16. Conflict of interest
Knbrlo will not knowingly take engagements with companies that compete directly with Allset (the AI-native operations platform for which Ken Barlow serves as CTO), specifically other operations platforms targeting construction trades and field services. Knbrlo will disclose any potential conflict of interest before accepting an engagement.
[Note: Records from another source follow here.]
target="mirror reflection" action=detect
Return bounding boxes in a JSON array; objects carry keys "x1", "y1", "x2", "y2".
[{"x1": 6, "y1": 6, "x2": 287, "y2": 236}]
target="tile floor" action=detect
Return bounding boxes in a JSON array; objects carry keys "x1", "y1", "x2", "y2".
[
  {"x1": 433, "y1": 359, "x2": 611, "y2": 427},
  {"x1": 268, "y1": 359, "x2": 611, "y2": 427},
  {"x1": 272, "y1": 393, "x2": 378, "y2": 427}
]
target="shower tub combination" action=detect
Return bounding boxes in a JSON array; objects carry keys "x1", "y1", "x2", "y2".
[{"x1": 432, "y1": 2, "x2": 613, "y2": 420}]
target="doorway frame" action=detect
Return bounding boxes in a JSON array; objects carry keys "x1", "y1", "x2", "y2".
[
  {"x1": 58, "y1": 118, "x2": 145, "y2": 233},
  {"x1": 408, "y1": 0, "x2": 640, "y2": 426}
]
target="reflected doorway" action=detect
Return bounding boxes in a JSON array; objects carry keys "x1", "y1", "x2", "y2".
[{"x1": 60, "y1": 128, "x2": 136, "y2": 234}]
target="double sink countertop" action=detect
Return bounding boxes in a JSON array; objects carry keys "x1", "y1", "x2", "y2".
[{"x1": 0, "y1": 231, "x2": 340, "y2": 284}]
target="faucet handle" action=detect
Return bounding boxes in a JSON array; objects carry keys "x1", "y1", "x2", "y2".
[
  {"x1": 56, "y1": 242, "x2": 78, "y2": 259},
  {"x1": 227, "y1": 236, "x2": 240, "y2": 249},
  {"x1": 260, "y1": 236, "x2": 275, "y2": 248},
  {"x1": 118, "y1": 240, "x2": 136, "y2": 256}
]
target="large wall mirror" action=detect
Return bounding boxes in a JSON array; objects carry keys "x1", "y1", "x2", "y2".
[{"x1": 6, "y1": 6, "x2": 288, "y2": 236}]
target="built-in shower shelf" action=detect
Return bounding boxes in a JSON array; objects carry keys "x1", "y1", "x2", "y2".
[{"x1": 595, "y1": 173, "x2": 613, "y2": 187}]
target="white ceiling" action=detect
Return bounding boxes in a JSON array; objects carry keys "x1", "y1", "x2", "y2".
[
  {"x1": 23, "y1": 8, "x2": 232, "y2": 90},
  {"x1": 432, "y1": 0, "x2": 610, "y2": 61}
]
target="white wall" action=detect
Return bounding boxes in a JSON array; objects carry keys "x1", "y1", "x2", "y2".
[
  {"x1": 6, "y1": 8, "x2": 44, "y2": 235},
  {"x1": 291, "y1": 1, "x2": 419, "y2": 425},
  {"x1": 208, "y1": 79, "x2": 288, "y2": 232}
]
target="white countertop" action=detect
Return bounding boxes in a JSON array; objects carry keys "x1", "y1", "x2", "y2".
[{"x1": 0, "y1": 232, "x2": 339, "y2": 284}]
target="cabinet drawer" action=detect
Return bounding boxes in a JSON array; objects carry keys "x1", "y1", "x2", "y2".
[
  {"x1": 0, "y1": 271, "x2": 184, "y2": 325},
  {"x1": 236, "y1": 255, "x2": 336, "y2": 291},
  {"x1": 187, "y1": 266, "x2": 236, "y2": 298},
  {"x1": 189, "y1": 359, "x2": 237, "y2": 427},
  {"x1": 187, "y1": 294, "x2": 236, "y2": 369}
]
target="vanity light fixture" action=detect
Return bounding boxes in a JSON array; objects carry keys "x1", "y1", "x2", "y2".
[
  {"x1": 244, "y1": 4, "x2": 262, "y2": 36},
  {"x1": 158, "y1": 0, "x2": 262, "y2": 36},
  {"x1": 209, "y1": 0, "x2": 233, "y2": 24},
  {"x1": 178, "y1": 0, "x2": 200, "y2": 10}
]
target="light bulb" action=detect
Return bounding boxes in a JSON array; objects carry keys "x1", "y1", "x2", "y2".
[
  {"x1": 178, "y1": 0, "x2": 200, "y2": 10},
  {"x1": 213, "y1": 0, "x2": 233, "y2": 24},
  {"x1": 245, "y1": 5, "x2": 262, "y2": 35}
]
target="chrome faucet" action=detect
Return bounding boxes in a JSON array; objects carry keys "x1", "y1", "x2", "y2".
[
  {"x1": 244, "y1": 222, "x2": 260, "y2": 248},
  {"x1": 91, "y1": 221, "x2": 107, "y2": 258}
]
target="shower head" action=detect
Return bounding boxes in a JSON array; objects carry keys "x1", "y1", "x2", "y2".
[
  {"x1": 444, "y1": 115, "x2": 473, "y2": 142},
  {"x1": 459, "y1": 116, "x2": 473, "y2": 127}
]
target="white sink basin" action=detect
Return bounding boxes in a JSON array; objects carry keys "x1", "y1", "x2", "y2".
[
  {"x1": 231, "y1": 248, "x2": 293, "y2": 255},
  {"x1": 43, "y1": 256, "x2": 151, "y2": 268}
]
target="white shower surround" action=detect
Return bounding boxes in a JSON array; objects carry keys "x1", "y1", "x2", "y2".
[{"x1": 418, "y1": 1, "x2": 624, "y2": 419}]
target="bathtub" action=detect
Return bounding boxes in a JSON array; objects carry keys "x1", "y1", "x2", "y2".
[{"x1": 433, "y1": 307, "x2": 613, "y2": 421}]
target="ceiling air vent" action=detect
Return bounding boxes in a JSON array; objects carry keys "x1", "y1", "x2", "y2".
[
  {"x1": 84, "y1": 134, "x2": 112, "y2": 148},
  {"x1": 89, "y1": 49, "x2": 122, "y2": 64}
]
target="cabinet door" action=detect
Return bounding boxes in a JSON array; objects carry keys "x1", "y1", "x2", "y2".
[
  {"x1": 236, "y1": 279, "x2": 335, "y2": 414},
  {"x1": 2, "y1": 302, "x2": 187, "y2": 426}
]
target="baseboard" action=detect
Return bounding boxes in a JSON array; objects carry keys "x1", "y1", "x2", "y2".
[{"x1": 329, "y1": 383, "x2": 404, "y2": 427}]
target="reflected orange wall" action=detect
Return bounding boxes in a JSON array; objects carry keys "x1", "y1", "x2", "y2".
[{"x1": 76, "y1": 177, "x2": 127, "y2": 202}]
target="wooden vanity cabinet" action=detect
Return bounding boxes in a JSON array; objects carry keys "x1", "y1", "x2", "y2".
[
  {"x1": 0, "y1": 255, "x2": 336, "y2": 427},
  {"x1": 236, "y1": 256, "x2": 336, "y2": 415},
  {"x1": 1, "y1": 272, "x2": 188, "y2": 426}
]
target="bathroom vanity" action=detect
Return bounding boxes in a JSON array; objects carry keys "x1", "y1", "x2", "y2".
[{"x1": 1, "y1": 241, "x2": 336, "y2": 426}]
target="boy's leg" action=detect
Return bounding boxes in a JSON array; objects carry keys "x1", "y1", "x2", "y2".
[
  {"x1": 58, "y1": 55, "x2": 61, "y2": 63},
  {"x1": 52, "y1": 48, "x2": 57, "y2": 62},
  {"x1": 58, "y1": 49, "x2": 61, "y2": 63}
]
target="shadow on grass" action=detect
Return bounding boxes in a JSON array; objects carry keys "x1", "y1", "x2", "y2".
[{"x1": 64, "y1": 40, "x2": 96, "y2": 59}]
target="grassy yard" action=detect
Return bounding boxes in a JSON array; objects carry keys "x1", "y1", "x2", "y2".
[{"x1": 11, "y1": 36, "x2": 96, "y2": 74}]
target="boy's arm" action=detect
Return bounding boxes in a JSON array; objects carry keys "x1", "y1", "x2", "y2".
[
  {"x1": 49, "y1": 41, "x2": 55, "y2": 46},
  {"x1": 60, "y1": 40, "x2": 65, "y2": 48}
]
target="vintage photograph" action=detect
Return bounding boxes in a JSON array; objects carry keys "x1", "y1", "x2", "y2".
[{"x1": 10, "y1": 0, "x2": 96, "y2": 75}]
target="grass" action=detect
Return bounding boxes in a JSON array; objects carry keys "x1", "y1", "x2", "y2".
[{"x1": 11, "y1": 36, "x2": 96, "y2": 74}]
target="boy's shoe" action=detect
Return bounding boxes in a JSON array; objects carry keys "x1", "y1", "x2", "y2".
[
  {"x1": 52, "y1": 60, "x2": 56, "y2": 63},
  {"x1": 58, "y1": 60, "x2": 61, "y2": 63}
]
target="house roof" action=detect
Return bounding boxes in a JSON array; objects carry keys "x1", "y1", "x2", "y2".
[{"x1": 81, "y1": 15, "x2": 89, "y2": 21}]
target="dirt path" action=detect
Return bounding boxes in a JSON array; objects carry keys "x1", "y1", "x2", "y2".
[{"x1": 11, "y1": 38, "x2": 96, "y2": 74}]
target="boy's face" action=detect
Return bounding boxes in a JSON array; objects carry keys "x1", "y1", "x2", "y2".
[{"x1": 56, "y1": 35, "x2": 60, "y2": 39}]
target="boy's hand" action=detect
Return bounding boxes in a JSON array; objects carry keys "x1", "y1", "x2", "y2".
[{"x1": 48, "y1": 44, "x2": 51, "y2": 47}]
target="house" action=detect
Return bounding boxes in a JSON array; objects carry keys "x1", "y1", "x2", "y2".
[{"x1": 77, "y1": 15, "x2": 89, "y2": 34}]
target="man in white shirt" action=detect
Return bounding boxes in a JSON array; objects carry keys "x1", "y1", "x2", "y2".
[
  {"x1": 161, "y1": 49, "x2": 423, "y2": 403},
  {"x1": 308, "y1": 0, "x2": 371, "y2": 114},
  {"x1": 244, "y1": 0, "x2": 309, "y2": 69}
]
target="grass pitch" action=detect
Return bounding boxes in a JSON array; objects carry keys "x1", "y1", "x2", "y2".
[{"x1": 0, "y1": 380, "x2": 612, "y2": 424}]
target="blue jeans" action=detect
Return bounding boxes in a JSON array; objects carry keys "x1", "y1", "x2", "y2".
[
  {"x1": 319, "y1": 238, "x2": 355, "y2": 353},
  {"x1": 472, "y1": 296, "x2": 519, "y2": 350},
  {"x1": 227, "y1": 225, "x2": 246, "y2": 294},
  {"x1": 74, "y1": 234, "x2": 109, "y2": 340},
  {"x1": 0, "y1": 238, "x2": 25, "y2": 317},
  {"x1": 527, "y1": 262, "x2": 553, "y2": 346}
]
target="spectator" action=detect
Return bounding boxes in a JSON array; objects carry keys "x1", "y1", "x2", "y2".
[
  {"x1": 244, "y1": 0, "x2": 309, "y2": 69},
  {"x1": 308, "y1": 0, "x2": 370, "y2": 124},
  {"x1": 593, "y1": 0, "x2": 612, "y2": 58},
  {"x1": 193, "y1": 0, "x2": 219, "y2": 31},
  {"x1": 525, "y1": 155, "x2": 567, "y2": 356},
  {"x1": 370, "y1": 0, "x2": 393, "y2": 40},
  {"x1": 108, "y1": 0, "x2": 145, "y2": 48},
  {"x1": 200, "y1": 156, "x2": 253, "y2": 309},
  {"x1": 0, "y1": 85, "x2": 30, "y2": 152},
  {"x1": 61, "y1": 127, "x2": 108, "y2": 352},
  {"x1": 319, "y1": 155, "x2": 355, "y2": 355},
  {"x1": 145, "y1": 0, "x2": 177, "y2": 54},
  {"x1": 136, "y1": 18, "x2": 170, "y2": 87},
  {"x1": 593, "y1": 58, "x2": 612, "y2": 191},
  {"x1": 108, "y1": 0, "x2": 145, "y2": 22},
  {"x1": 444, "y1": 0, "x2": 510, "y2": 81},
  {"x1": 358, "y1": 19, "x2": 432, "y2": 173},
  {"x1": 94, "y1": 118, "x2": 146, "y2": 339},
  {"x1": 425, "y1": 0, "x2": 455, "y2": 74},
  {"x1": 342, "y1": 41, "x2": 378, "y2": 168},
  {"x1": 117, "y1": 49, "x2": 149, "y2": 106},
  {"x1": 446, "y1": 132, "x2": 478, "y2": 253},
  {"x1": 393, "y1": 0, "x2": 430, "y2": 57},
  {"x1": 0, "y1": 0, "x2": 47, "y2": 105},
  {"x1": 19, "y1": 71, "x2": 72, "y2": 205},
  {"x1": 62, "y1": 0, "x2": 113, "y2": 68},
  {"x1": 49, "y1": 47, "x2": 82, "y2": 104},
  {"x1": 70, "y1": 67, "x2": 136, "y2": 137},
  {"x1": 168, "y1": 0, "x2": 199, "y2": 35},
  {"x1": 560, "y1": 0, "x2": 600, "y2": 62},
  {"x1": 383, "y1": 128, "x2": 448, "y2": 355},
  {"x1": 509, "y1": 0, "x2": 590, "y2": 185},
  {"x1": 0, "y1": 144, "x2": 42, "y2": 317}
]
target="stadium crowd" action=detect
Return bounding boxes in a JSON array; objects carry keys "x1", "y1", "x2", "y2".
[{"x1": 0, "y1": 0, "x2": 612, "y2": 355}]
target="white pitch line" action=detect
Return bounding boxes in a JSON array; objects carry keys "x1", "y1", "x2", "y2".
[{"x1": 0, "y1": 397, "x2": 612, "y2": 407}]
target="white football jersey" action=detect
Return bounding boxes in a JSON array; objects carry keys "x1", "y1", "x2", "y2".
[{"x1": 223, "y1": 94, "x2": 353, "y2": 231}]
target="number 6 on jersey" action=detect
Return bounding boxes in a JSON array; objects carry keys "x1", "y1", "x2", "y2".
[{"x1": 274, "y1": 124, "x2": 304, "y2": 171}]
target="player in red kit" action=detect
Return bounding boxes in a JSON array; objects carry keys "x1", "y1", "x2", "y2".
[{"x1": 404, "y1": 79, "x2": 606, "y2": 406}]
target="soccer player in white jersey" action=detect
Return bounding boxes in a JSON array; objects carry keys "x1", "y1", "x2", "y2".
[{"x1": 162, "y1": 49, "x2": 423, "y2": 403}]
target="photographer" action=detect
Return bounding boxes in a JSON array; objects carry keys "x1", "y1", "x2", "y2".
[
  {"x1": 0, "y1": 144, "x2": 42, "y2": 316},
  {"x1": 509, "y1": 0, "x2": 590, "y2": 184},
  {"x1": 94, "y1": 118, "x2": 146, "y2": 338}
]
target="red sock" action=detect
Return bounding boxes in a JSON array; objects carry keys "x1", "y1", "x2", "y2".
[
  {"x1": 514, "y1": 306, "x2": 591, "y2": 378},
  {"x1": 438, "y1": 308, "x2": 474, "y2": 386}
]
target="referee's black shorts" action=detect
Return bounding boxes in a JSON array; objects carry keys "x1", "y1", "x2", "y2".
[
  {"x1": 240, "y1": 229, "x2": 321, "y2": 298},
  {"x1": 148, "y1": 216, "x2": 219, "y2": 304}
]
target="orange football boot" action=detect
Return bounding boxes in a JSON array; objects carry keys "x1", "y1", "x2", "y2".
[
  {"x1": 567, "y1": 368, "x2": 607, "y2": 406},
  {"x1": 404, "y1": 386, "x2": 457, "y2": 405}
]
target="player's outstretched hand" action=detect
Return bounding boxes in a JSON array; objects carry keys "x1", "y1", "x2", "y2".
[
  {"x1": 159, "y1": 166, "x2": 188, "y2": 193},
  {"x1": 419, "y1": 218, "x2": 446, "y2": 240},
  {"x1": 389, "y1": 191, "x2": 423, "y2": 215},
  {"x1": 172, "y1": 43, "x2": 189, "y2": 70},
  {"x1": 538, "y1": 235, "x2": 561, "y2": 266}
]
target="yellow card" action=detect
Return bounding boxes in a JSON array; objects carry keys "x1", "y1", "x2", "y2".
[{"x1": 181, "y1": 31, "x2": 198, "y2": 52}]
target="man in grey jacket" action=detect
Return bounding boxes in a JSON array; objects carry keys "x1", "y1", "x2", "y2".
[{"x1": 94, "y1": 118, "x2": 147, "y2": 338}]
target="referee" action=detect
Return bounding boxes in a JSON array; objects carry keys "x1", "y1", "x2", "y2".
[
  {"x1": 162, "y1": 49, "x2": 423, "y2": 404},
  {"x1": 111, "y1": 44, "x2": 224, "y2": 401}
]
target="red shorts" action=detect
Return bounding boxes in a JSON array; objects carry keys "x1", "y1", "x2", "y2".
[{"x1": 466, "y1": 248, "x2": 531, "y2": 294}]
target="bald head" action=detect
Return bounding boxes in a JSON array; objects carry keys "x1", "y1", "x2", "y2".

Knbrlo's primary focus is Allset; consulting engagements are taken on a limited capacity basis. Knbrlo reserves the right to decline or pause engagements as Allset's needs require, with appropriate notice and pro-rated refunds where applicable.
17. Governing law and dispute resolution
These Terms are governed by the laws of the State of Utah, USA, without regard to conflict-of-law principles.
In the event of a dispute, the parties agree to:
- First, attempt informal resolution. Either party may initiate by written notice to the other, describing the dispute. The parties will engage in good-faith discussions for at least 30 days before pursuing further remedies.
- Second, mediation. If informal resolution fails, the parties will attempt mediation in Salt Lake County, Utah, with a mutually-agreed mediator. Costs of mediation are split equally.
- Third, binding arbitration. If mediation fails, the dispute will be resolved through binding arbitration in Salt Lake County, Utah, under the rules of the American Arbitration Association. Each party bears its own legal costs.
This dispute resolution process applies to all claims except claims for injunctive relief (e.g., to enforce confidentiality), which may be brought in Utah state or federal court.
18. Miscellaneous
- Modifications. Knbrlo may update these Terms with notice posted at knbrlo.com. Continued use of services after notice constitutes acceptance of revised Terms. For active engagements, the Terms in effect at SOW execution apply.
- Severability. If any provision of these Terms is held unenforceable, the remaining provisions remain in full force and effect.
- Entire agreement. These Terms together with the applicable SOW constitute the entire agreement between the parties regarding the engagement and supersede all prior or contemporaneous agreements.
- No waiver. Failure to enforce any provision is not a waiver of the right to enforce it later.
- Assignment. Client may not assign these Terms or any SOW without Knbrlo's prior written consent. Knbrlo may assign these Terms to any successor entity (including a future LLC formed by Ken Barlow).
19. Contact
Legal notices and all other communications:
Ken Barlow / Knbrlo
Lehi, Utah, USA
These Terms are a starting template. Ken Barlow is not your attorney. Before engaging in any high-value consulting agreement, both parties are encouraged to consult their own legal counsel.